HPMT's IPO shares for institutional investors fully taken up

(From left): HLIB head of equity markets Phang Siew Loong, HPMT executive chairman Khoo Yee Her, HPMT managing director Khoo Seng Giap at HPMT's prospectus launch today. Photo by Kenny Yap /The Edge

-A +A

KUALA LUMPUR (May 17): The institutional investors' portion of HPTM Holdings Bhd's initial public offering (IPO) shares is fully taken up, according to Hong Leong Investment Bank (HLIB) head of equity markets Phang Siew Loong.

While declining to reveal who the institutional investors are, Phang noted that the cutting tool manufacturer is "very well taken up" by local investment funds.

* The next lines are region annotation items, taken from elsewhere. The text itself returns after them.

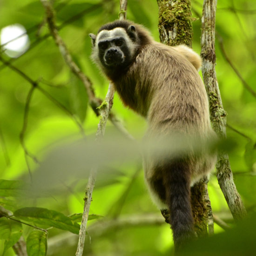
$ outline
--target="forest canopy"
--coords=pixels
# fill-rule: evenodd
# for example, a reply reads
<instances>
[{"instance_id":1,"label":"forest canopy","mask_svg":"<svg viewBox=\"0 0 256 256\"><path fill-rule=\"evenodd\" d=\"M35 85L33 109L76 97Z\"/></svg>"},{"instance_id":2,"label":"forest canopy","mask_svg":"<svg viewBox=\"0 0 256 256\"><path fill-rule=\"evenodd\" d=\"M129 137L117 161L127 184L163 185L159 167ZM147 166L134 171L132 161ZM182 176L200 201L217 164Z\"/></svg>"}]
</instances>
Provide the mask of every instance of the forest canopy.
<instances>
[{"instance_id":1,"label":"forest canopy","mask_svg":"<svg viewBox=\"0 0 256 256\"><path fill-rule=\"evenodd\" d=\"M51 34L42 2L0 2L0 255L15 255L20 237L31 255L45 255L47 243L47 255L74 255L84 191L94 165L101 168L84 255L170 255L169 226L143 180L139 151L145 121L116 94L106 144L93 142L101 119L96 107L102 101L104 106L108 81L90 58L88 35L118 19L119 1L52 1L56 28L70 54L66 56L65 47ZM144 25L160 41L157 1L128 2L127 19ZM200 54L203 1L191 3L192 47ZM213 172L208 191L216 235L191 245L196 255L200 249L202 255L207 250L208 255L241 256L255 250L256 18L254 1L218 1L216 69L227 114L227 140L222 145L249 218L235 224ZM83 74L76 75L76 67ZM129 136L139 141L135 149Z\"/></svg>"}]
</instances>

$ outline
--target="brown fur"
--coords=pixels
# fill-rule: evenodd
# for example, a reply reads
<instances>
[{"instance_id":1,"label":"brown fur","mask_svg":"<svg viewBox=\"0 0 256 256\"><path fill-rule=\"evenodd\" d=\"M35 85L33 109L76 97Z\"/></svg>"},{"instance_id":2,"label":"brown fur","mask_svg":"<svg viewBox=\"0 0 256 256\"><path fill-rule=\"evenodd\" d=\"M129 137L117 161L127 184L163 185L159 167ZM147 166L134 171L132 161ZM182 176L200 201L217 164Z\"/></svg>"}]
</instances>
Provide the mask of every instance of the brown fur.
<instances>
[{"instance_id":1,"label":"brown fur","mask_svg":"<svg viewBox=\"0 0 256 256\"><path fill-rule=\"evenodd\" d=\"M156 42L141 26L125 22L121 24L124 29L133 25L138 37L132 61L123 69L100 66L124 105L147 119L145 139L177 134L202 140L215 138L206 92L197 72L200 57L185 46L171 47ZM103 29L113 27L110 23ZM99 64L94 52L93 58ZM188 148L193 148L189 139ZM145 155L147 183L159 207L171 211L176 247L194 236L190 186L209 173L215 158L208 151L195 154L193 149L184 155L170 155L167 160L157 159L150 152Z\"/></svg>"}]
</instances>

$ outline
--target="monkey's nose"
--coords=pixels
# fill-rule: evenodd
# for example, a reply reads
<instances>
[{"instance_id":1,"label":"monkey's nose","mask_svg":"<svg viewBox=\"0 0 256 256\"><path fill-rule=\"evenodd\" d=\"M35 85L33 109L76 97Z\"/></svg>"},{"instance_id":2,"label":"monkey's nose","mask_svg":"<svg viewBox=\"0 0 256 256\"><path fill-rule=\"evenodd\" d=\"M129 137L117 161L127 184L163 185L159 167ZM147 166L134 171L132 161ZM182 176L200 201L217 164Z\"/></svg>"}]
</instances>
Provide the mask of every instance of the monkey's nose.
<instances>
[{"instance_id":1,"label":"monkey's nose","mask_svg":"<svg viewBox=\"0 0 256 256\"><path fill-rule=\"evenodd\" d=\"M117 49L109 49L105 56L106 62L108 65L114 65L122 61L122 55Z\"/></svg>"}]
</instances>

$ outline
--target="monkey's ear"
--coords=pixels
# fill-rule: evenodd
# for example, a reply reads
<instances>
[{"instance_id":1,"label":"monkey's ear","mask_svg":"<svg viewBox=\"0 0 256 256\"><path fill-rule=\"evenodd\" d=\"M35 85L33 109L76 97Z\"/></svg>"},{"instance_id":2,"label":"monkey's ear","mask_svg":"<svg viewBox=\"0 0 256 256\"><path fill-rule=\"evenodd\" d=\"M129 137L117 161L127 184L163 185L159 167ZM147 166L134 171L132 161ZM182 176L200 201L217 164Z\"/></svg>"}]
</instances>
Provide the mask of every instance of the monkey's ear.
<instances>
[{"instance_id":1,"label":"monkey's ear","mask_svg":"<svg viewBox=\"0 0 256 256\"><path fill-rule=\"evenodd\" d=\"M133 33L136 32L136 28L135 28L135 27L133 25L130 25L128 27L128 29L127 29L128 31L128 33Z\"/></svg>"},{"instance_id":2,"label":"monkey's ear","mask_svg":"<svg viewBox=\"0 0 256 256\"><path fill-rule=\"evenodd\" d=\"M94 46L95 46L95 41L96 40L96 36L94 34L90 33L89 36L92 39L92 43Z\"/></svg>"},{"instance_id":3,"label":"monkey's ear","mask_svg":"<svg viewBox=\"0 0 256 256\"><path fill-rule=\"evenodd\" d=\"M130 25L127 29L127 34L134 41L137 40L137 33L136 33L136 28L133 25Z\"/></svg>"}]
</instances>

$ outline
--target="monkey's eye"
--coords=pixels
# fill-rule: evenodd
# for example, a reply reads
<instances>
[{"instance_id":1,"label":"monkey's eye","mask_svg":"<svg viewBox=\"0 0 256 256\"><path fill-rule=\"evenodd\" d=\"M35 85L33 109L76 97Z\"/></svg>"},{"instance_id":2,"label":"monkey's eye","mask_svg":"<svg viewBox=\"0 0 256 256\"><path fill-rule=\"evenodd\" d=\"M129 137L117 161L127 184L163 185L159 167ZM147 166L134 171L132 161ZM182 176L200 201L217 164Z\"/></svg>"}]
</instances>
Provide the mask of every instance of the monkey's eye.
<instances>
[{"instance_id":1,"label":"monkey's eye","mask_svg":"<svg viewBox=\"0 0 256 256\"><path fill-rule=\"evenodd\" d=\"M108 42L100 42L99 44L99 48L102 50L106 50L108 48Z\"/></svg>"},{"instance_id":2,"label":"monkey's eye","mask_svg":"<svg viewBox=\"0 0 256 256\"><path fill-rule=\"evenodd\" d=\"M123 44L123 40L121 39L117 39L115 40L115 44L116 46L121 46Z\"/></svg>"}]
</instances>

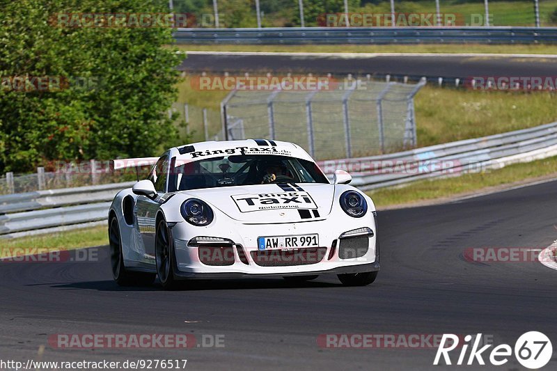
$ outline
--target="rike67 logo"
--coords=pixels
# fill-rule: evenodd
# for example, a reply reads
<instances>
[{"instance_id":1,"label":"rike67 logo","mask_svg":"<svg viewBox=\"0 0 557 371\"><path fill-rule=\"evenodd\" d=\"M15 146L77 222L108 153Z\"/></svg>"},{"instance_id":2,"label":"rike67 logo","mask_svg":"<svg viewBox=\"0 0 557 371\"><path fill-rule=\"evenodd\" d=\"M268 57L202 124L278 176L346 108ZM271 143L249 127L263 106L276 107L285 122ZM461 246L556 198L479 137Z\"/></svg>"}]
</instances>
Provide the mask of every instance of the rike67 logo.
<instances>
[{"instance_id":1,"label":"rike67 logo","mask_svg":"<svg viewBox=\"0 0 557 371\"><path fill-rule=\"evenodd\" d=\"M443 365L444 361L445 365L453 365L454 357L451 360L449 352L457 347L461 347L458 360L455 363L458 365L485 365L484 357L488 359L492 365L496 366L504 365L509 361L509 357L513 354L513 349L510 345L501 344L489 352L488 349L493 347L493 345L488 344L480 347L481 339L481 333L477 334L474 339L471 335L466 335L464 336L464 343L459 344L457 336L452 333L443 334L433 364ZM471 349L469 354L467 354L470 346ZM544 333L529 331L523 333L518 338L515 344L514 354L518 362L524 367L535 370L542 368L549 362L553 355L553 347L549 338Z\"/></svg>"}]
</instances>

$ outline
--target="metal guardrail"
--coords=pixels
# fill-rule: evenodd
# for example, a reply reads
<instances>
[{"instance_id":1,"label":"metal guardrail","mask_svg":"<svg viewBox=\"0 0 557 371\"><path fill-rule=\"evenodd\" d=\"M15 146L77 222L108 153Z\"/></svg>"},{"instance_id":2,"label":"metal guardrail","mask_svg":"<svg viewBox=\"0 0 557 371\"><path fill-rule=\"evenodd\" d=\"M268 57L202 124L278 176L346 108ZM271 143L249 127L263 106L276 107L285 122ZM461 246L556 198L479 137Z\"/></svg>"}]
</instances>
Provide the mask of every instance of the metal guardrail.
<instances>
[{"instance_id":1,"label":"metal guardrail","mask_svg":"<svg viewBox=\"0 0 557 371\"><path fill-rule=\"evenodd\" d=\"M554 155L557 155L557 122L409 151L318 164L330 178L334 169L349 171L353 177L351 184L368 191Z\"/></svg>"},{"instance_id":2,"label":"metal guardrail","mask_svg":"<svg viewBox=\"0 0 557 371\"><path fill-rule=\"evenodd\" d=\"M557 42L557 27L178 29L183 44L532 44Z\"/></svg>"},{"instance_id":3,"label":"metal guardrail","mask_svg":"<svg viewBox=\"0 0 557 371\"><path fill-rule=\"evenodd\" d=\"M557 122L380 156L322 161L319 164L330 177L336 168L351 171L351 184L370 190L551 156L557 156ZM134 183L0 196L0 238L104 223L113 196Z\"/></svg>"},{"instance_id":4,"label":"metal guardrail","mask_svg":"<svg viewBox=\"0 0 557 371\"><path fill-rule=\"evenodd\" d=\"M0 196L0 238L104 223L110 201L135 182Z\"/></svg>"}]
</instances>

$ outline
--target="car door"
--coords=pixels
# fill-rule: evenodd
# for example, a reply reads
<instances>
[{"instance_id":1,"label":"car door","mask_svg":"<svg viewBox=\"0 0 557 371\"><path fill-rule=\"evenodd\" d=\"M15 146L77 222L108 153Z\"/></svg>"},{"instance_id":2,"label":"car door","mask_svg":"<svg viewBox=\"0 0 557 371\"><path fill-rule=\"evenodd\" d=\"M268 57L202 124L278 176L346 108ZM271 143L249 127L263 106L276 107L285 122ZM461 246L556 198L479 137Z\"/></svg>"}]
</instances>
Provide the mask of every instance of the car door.
<instances>
[{"instance_id":1,"label":"car door","mask_svg":"<svg viewBox=\"0 0 557 371\"><path fill-rule=\"evenodd\" d=\"M137 225L147 259L155 259L155 218L161 205L160 197L166 193L168 165L168 153L165 152L153 166L148 178L155 184L158 196L151 199L146 196L139 196L136 202Z\"/></svg>"}]
</instances>

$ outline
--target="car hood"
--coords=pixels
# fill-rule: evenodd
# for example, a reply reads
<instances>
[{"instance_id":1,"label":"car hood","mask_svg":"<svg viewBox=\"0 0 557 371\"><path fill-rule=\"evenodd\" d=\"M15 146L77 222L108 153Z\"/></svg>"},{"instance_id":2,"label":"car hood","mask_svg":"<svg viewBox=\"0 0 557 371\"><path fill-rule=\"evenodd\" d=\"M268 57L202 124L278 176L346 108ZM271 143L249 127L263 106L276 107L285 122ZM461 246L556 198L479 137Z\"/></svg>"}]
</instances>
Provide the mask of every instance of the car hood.
<instances>
[{"instance_id":1,"label":"car hood","mask_svg":"<svg viewBox=\"0 0 557 371\"><path fill-rule=\"evenodd\" d=\"M203 200L233 219L250 223L292 223L327 218L334 184L256 184L193 189L188 195Z\"/></svg>"}]
</instances>

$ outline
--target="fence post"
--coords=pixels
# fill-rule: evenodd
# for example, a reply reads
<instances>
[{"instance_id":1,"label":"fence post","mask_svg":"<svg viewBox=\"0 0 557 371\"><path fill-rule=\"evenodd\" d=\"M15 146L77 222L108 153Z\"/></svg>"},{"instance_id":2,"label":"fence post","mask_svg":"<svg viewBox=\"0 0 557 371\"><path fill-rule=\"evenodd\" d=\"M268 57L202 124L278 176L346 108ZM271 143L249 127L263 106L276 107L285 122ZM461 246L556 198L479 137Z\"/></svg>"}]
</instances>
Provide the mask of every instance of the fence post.
<instances>
[{"instance_id":1,"label":"fence post","mask_svg":"<svg viewBox=\"0 0 557 371\"><path fill-rule=\"evenodd\" d=\"M224 140L228 140L228 114L226 112L228 111L228 107L226 106L228 104L228 101L232 99L232 97L236 95L236 90L233 90L230 93L226 95L226 97L221 102L221 125L222 126L222 132L224 135Z\"/></svg>"},{"instance_id":2,"label":"fence post","mask_svg":"<svg viewBox=\"0 0 557 371\"><path fill-rule=\"evenodd\" d=\"M489 0L484 0L484 7L485 8L485 26L489 26Z\"/></svg>"},{"instance_id":3,"label":"fence post","mask_svg":"<svg viewBox=\"0 0 557 371\"><path fill-rule=\"evenodd\" d=\"M435 0L435 26L441 26L441 10L439 10L439 0Z\"/></svg>"},{"instance_id":4,"label":"fence post","mask_svg":"<svg viewBox=\"0 0 557 371\"><path fill-rule=\"evenodd\" d=\"M309 154L313 157L315 155L313 148L313 118L311 116L311 98L315 95L317 91L312 91L306 98L306 122L308 125L308 145L309 147Z\"/></svg>"},{"instance_id":5,"label":"fence post","mask_svg":"<svg viewBox=\"0 0 557 371\"><path fill-rule=\"evenodd\" d=\"M391 88L391 85L393 83L387 84L387 86L381 90L379 93L379 96L377 96L377 125L379 125L379 143L381 147L381 153L385 153L385 132L384 132L384 126L383 124L383 105L382 104L382 101L383 100L383 97L385 96L385 94L389 91L389 89Z\"/></svg>"},{"instance_id":6,"label":"fence post","mask_svg":"<svg viewBox=\"0 0 557 371\"><path fill-rule=\"evenodd\" d=\"M348 0L344 0L344 14L346 16L346 26L350 26L350 16L348 15Z\"/></svg>"},{"instance_id":7,"label":"fence post","mask_svg":"<svg viewBox=\"0 0 557 371\"><path fill-rule=\"evenodd\" d=\"M298 0L298 7L300 10L300 26L304 27L304 3L303 0Z\"/></svg>"},{"instance_id":8,"label":"fence post","mask_svg":"<svg viewBox=\"0 0 557 371\"><path fill-rule=\"evenodd\" d=\"M6 184L8 186L8 193L15 194L15 187L13 184L13 173L12 171L6 173Z\"/></svg>"},{"instance_id":9,"label":"fence post","mask_svg":"<svg viewBox=\"0 0 557 371\"><path fill-rule=\"evenodd\" d=\"M259 8L259 0L256 0L256 13L257 13L257 28L261 28L261 10Z\"/></svg>"},{"instance_id":10,"label":"fence post","mask_svg":"<svg viewBox=\"0 0 557 371\"><path fill-rule=\"evenodd\" d=\"M207 127L207 109L204 108L202 111L203 113L203 131L205 132L205 140L207 141L209 140L209 128Z\"/></svg>"},{"instance_id":11,"label":"fence post","mask_svg":"<svg viewBox=\"0 0 557 371\"><path fill-rule=\"evenodd\" d=\"M274 90L272 93L269 97L267 98L267 111L269 114L269 139L274 140L275 130L274 130L274 108L273 107L273 100L278 94L280 90Z\"/></svg>"},{"instance_id":12,"label":"fence post","mask_svg":"<svg viewBox=\"0 0 557 371\"><path fill-rule=\"evenodd\" d=\"M214 28L219 28L219 6L217 0L213 0L213 11L214 12Z\"/></svg>"},{"instance_id":13,"label":"fence post","mask_svg":"<svg viewBox=\"0 0 557 371\"><path fill-rule=\"evenodd\" d=\"M535 17L535 26L540 28L540 3L538 0L534 0L534 17Z\"/></svg>"},{"instance_id":14,"label":"fence post","mask_svg":"<svg viewBox=\"0 0 557 371\"><path fill-rule=\"evenodd\" d=\"M357 81L356 81L357 85ZM346 157L352 157L352 138L350 137L350 118L348 115L348 97L354 93L354 86L343 95L343 123L344 124L345 143L346 145Z\"/></svg>"},{"instance_id":15,"label":"fence post","mask_svg":"<svg viewBox=\"0 0 557 371\"><path fill-rule=\"evenodd\" d=\"M37 183L39 191L45 189L45 168L42 166L37 168Z\"/></svg>"},{"instance_id":16,"label":"fence post","mask_svg":"<svg viewBox=\"0 0 557 371\"><path fill-rule=\"evenodd\" d=\"M418 136L416 133L416 110L414 106L414 97L418 91L425 85L427 81L425 77L422 77L420 82L411 90L407 97L407 126L405 129L405 146L408 139L412 147L415 148L418 145Z\"/></svg>"},{"instance_id":17,"label":"fence post","mask_svg":"<svg viewBox=\"0 0 557 371\"><path fill-rule=\"evenodd\" d=\"M97 175L97 163L94 159L89 160L89 166L91 169L91 183L96 184L98 182L98 176Z\"/></svg>"}]
</instances>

"If you look at the placement portion [of the IPO], it is not very big, so one fund can take the entire portion," Phang told reporters after the launch of HPTM's prospectus today.

He added that the IPO had been well received, and exceeded expectations by several times.

Moreover, HLIB — the principal adviser, underwriter and placement agent of this listing exercise — expects the IPO to be oversubscribed.

He added the recent volatility seen in Bursa Malaysia and across the region would not affect the group as much.

"They are very export-based, and the weak ringgit helps them," said Phang.

When questioned if the group's IPO shares for the public are expected to be oversubscribed, Phang responded in the affirmative.

HPMT is aiming to list on Bursa's Main Market on June 12, 2019, with an IPO of 116.6 million new shares at 56 sen apiece, bringing its market capitalisation to an estimated RM184 million.

Of the 116.6 million shares, 16.4 million shares are reserved for the public, 8.3 million shares are for the group's eligible directors and employees, 59 million are to be taken up institutional and selected investors, and 32.9 million are for International Trade and Industry Ministry-approved Bumiputera investors.

The IPO is expected to raise RM42.3 million, of which RM34 million is for the purchase of new machines, RM5.4 million for expected listing expenses and RM2.9 million for working capital.